Les cinq derniers kilomètres peuvent vraiment être pénibles et souffrants. Votre réservoir d'énergie est presque à vide, les crampes s'installent et vous broyez des idées noires. « Qu'est-ce que je fais ici? On ne m'y reprendra plus! » Pourtant, vous ne vous êtes pas rendu aussi loin pour lâcher! Tout en vous assurant de ne pas mettre en danger votre santé physique, concentrez-vous sur chacun de vos pas. Réduisez votre foulée pour éviter les crampes. Découpez ces cinq derniers kilomètres en autant d'étapes à franchir une à la fois. Mais surtout, galvanisez-vous des cris et de la musique que vous commencez à entendre au loin. C'est la foule, vos amis, votre famille qui vous attendent au fil d'arrivée. C'est surtout votre victoire qui est à portée de main... ou de pied!

La voici enfin cette fameuse ligne d'arrivée. Vous devez comprendre que c'est un moment unique puisque c'est la seule fois de votre vie que vous terminerez votre premier marathon. Alors, vivez-le! Des photographes sont là pour immortaliser les derniers mètres de votre course. Retirez votre casquette et vos lunettes et puisez dans les quelques gouttes d'énergie qu'il vous reste pour afficher votre plus beau sourire. C'est le moment de bien paraître sur la photo qui ornera un de vos murs et qui sera admirée avec respect par tant de gens!

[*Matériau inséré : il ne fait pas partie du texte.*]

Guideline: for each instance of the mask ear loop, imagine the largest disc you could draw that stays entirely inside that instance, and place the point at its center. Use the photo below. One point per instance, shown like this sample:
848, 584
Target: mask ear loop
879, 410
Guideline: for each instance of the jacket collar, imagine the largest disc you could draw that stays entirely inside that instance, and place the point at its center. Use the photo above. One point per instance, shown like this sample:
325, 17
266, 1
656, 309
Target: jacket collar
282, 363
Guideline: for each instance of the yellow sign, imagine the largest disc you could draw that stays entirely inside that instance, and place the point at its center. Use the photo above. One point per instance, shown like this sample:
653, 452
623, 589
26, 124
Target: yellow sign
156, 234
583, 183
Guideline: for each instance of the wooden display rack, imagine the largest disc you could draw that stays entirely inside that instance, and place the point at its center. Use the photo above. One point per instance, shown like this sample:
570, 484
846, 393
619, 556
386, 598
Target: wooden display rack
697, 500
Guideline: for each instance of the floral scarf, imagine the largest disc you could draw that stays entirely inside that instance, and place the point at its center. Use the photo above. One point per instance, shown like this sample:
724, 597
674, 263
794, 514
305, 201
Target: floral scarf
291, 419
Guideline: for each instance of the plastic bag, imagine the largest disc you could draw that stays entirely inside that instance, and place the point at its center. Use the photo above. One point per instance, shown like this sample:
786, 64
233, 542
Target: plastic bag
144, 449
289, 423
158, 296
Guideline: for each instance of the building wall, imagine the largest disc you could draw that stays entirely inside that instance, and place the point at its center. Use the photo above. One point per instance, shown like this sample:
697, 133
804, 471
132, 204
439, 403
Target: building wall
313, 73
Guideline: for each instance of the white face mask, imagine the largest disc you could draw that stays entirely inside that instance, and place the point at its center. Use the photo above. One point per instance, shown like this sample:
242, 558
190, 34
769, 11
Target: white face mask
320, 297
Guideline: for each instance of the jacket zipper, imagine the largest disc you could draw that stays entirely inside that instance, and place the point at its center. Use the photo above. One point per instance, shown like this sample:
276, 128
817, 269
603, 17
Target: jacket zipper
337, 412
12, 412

Après avoir reçu votre médaille, pleuré, vacillé, éclaté de rire, serré dans vos bras de parfaits inconnus ou des membres de votre famille, continuez de marcher un peu avec cette fameuse médaille au cou pour reprendre votre souffle. Regardez là bien et sentez son poids. C'est celui de votre effort.

Vous voilà un marathonien. Bienvenue dans le club!